Searching module

ZydecoSue has asked for the wisdom of the Perl Monks concerning the following question:

Replies are listed 'Best First'.

Re: Searching module
by eduardo (Curate) on Jan 30, 2001 at 00:38 UTC

I noticed that CPAN contains one called Search-InvertedIndex, but that seems really complicated for I thought should be a simple task.

eduardo

<a href="http://www1.fatbrain.com/asp/bookinfo/bookinfo.asp?theisbn=0201896850&vm=">Sorting and Searching</a>

That which has a key
That which does not have a key

Create a database with primary keys
Create DBM's which you tie
Create keyed index files
Use some pre-built system (it's amazing what's out there)

Google

Glimpse is an amazing produce for full text searching
ht://dig is also pretty good

Re: Searching module
by eg (Friar) on Jan 29, 2001 at 23:31 UTC

How about ht://dig or webglimpse? An indexing scheme will always be faster then a straight linear search through all of your data.

[reply]

Re: Searching module
by lemming (Priest) on Jan 30, 2001 at 01:20 UTC

Search Engine Theory

Search engine

Can dynamic sites be parsed by search engine robots?

Miniature search engine

eduardo

[reply]

Re: Searching module
by baku (Scribe) on Jan 30, 2001 at 01:47 UTC

All due deference to the learned ones, and keeping in mind that you don't want a database: use a "database."

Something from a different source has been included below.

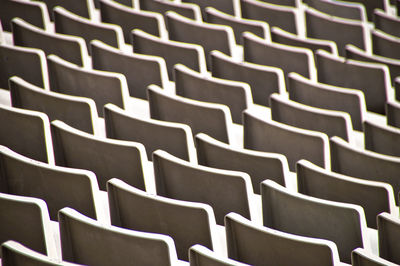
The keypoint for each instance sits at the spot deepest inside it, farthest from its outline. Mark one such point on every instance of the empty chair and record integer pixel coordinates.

Actually, look into using a tie()'d hash to several (Berkeley DB or similar) files: e.g.

 tie %artist, DB_File, "$vardir/artists.db";
 tie %album, DB_File, "$vardir/title.db";
 tie %track, DB_File, "$vardir/track.db";
[download]

This means your indexer can do something like:

 # tie to new files to keep from accidentally
 # re-using old values and to not update the db
 # while it may be being read by the search client

 my $vardir = "/var/music"; # whatever

 tie %artist, DB_File, "$vardir/.#artist.db#";
 tie %album, DB_File, "$vardir/.#album.db#";
 tie %track, DB_File, "$vardir/.#track.db#";
 tie %by_id, DB_File, "$vardir/.#by_id.db#";
 tie %keyword, DB_File, "$vardie/.#keyword.db#";

 my $id = 0;

 open INDEX, "$vardir/my_ascii_index.csv" or
   die "can't index if I can't read the index: $!";

 for my $line (<INDEX>)
 {
   my $this_artist, $this_album, @album_tracks = split /,/, $line;
   $artist{$this_artist} .= $id . ',';
   $album{$this_album} .= $id . ',';
   for my $this_track (@album_tracks)
   {
     $track{$this_track} .= $id . ',';
   }
   $by_id{$id} = join "\x00", $this_artist, $this_album,
     @album_tracks;
   for my $word (split /\s/, join (" ", $this_artist,
     $this_album, @album_tracks) )
   {
     $keyword{$word} .= $id . ',';
   }
   $id++;
 }

 close INDEX;
 untie %album;
 untie %artist;
 untie %by_id;
 untie %album;
 untie %keyword;

#[the data file assumed above would read like:
# Pearl Jam,ten,Jeremy,Black,... 
# and could be created in Gnumeric or Excel as a CSV file]
[download]

That's really nasty, not to mention probably very inefficient, but could be easy to adapt to your particular inputs...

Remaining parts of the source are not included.